They must also identify operations deemed critical -- primarily, registration and modification of KYC records -- and further establish a standard operating procedure (SOP) to ensure seamless migration of data and services, it added.

The markets watchdog noted that in voluntary winding down, KRAs must obtain board approval, notify Sebi and stakeholders, and secure investor data transfer without duplication or loss. In such cases, KRAs would halt new record creation but continue essential services like data fetch and modification during the transition.

In the matter of involuntary shutdowns -- either due to financial distress or regulatory orders -- the same SOP would apply with necessary modifications to account for urgency and compliance requirements.

In cases of involuntary winding down due to regulatory action, Sebi or any other statutory authority may direct a KRA to wind down its critical operations and services. Such action may be taken on grounds including, but not limited to, non-compliance with either the conditions for grant or renewal of registration or any other applicable laws.

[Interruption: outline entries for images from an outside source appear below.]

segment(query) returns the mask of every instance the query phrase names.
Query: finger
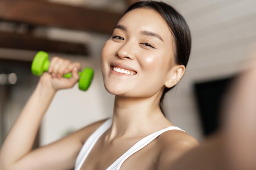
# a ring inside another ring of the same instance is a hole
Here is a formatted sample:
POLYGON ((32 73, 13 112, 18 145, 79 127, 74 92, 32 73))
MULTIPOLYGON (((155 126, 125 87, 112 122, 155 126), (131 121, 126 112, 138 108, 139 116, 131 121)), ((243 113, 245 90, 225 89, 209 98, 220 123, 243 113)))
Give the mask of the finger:
POLYGON ((78 71, 81 69, 81 66, 79 62, 74 62, 70 64, 67 67, 68 73, 72 71, 75 67, 76 68, 78 71))
POLYGON ((68 88, 73 87, 78 81, 79 79, 77 69, 75 67, 72 71, 72 77, 70 79, 64 79, 63 81, 66 82, 68 88))
POLYGON ((50 62, 50 65, 49 66, 49 68, 48 69, 48 72, 51 73, 52 72, 52 67, 54 66, 55 63, 58 60, 59 57, 54 57, 52 58, 50 62))
MULTIPOLYGON (((64 60, 61 58, 59 58, 57 61, 54 63, 54 65, 52 66, 52 73, 55 74, 56 75, 59 75, 58 72, 58 68, 64 62, 64 60)), ((60 76, 59 75, 58 77, 60 76)))
POLYGON ((64 74, 65 74, 66 73, 65 71, 66 71, 68 66, 70 64, 71 62, 67 60, 65 60, 59 66, 58 68, 58 72, 60 75, 61 77, 62 77, 64 74))

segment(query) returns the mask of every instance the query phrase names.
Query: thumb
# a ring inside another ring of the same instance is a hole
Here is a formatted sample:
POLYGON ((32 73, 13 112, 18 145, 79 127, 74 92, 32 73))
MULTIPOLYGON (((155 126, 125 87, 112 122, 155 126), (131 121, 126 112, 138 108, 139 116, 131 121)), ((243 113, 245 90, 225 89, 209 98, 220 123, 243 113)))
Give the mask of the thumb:
POLYGON ((72 77, 70 79, 70 80, 74 83, 77 82, 80 78, 79 74, 78 74, 78 71, 76 67, 74 67, 72 70, 72 77))

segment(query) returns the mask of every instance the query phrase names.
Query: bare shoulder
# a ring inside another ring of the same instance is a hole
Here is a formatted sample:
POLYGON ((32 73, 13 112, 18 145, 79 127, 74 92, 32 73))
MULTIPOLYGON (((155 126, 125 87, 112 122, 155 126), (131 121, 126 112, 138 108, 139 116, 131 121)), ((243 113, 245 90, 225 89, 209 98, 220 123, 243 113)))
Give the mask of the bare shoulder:
POLYGON ((81 143, 84 143, 89 137, 109 118, 108 117, 94 122, 78 130, 76 133, 81 143))
POLYGON ((173 161, 199 145, 194 137, 179 130, 168 130, 163 133, 159 136, 159 141, 161 148, 159 170, 168 169, 173 161))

In such a scenario, the standard procedure outlined for voluntary winding down will apply, with one key modification. The regulatory directive itself will be construed as a trigger event, replacing the requirement for a formal declaration by the KRA.

Additionally, any case-specific directions or relaxations issued by the regulator at the time of such regulatory action will override the standard provisions and must be followed.

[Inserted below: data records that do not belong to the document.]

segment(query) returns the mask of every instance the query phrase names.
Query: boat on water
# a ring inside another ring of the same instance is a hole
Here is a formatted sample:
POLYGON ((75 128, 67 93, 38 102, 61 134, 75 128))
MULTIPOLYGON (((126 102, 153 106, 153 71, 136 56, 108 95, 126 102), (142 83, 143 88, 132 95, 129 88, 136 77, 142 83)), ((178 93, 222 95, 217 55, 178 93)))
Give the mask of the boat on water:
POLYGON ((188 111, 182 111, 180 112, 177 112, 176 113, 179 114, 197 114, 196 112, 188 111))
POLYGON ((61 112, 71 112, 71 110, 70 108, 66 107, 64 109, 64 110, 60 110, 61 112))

All incidental directions issued by the watchdog in connection with the winding down must also be fully complied with.

Further, KRAs will be required to constitute a regulatory oversight committee to supervise the wind-down process and later it will submit a final report to Sebi after approval from the KRA board.

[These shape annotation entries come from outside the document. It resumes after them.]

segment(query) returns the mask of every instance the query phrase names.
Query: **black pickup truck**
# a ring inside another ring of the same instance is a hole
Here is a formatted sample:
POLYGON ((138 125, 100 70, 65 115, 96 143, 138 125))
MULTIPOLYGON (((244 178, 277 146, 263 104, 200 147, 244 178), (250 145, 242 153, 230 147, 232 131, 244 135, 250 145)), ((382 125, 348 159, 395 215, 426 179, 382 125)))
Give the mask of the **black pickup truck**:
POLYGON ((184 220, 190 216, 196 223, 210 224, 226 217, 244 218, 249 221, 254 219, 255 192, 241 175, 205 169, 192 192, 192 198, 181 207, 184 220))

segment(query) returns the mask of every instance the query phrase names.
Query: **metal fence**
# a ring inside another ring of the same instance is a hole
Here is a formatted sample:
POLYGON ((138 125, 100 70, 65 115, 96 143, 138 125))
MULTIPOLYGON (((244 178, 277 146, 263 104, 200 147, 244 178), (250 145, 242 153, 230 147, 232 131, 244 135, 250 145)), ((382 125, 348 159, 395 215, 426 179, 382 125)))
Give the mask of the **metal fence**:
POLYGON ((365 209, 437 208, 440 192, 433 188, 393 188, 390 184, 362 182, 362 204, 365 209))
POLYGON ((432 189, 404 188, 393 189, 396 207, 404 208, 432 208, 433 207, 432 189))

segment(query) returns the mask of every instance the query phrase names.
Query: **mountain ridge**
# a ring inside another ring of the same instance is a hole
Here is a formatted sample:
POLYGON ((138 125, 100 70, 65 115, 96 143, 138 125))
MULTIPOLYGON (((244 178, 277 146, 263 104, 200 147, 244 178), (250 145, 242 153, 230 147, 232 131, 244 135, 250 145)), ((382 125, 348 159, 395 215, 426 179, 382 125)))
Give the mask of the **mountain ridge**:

They must also ensure compliance with relevant laws, including the Sebi Act, Prevention of Money Laundering Act (PMLA), and Insolvency and Bankruptcy Code (IBC).

Each KRA will have the framework containing the standard operating procedure duly approved by their respective board and make it available on their websites within 90 days from the date of issuance of this circular.

The framework must be reviewed at least once every five years and remain applicable throughout the wind-down period.